Now that politics has reset itself, it’s worth looking at the polls since the change of PM — the results of which can pretty much be described as consensus …
Rudd poll boost, ALP becomes competitive, etc. But there’s something else worth talking about: what’s going on underneath these topline national results.
Unless one side starts running away with the polling, or something weird happens in Queensland like Rudd getting caught wearing a Blues jersey at the Origin decider, the headline two-party preferred results may be a little misleading going into the election — not in terms of them being wrong, but in terms of the seats they would ordinarily deliver to each side. To understand why, we first need to look at what’s happening with federal voting intention at the state level.
Both the Morgan SMS and ReachTEL polls had large sample sizes (5548 combined) and fortuitously we have the state breakdowns for each, allowing us to get a decent handle on the dynamics playing out at the state level. We have an additional poll for Queensland of 980-odd respondents, which is not quite an internal poll but it’s not quite not one either.
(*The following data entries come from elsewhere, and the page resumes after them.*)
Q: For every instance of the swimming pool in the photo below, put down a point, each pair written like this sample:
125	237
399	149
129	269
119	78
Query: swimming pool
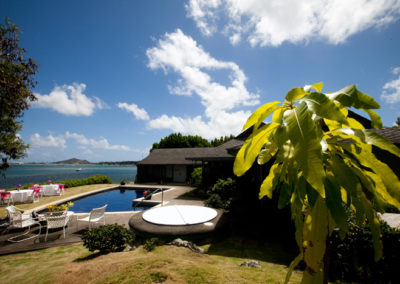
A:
118	199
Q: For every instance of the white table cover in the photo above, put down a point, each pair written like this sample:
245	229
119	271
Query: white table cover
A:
177	215
50	189
22	195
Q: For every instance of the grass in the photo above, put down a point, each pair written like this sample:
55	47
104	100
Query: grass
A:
166	264
70	192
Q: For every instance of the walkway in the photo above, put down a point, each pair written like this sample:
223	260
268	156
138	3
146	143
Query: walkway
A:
171	196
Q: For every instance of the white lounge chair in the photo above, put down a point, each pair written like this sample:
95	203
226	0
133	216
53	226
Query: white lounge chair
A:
57	219
19	220
96	216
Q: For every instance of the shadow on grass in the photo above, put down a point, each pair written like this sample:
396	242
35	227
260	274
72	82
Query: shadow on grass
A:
242	247
92	255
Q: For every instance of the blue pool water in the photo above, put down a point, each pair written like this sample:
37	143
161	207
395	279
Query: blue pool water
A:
117	200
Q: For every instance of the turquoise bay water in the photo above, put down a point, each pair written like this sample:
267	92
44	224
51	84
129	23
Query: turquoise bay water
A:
37	173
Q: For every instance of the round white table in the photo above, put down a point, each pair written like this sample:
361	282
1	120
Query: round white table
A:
22	195
178	215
It says the same things as the Queensland components of ReachTEL and Morgan SMS (ReachTEL has the ALP primary in Queensland at 39.6, Morgan has it at 44 and the third-party poll has the ALP primary sitting between them), so it’s all much of a muchness — effectively just reducing our margin of error on the Queensland numbers.
The “swing to the ALP” figure is the change to the ALP two-party preferred vote since the 2010 election. So there’s big movements to the ALP in Queensland, but large movements away from the party in Victoria and South Australia, with New South Wales and Western Australia remaining static.
If we plug those numbers into Antony Green’s election calculator, we get the ALP sitting on 77 seats, the Coalition on 71 and two independents (Bob Katter and Andrew Wilkie). The Tasmania, ACT and Northern Territory results all come from small samples in either the ReachTEL or Morgan SMS results, so they’re a bit iffy, but you get the general picture.
My election simulation produces a similar result: 76 seats to the ALP verses 72 to the Coalition, with two independents.
To understand how the ALP having a two-party preferred national result of 48 or 49% can lead to getting a majority of seats, we need to look at what margins seats are sitting on in which states, and how swings in states produce wildly different seat gains/losses because of margin clustering.
The chart above shows the “swing to the ALP” half of the equation for Liberal/National-held seats on a 7% margin or less, or for seats requiring less than an ALP 60/40 average result in any state.
Where each line crosses the bottom axis reflects what the ALP two-party preferred result was at the 2010 election in each state — so WA (the black line) starts at 43.6%, Queensland (the red line) starts at 44.9%, etc. The points on each line represent a seat. As the ALP vote increases in each state, it shows roughly how many seats would be expected to fall to the ALP for a given change in the two-party preferred.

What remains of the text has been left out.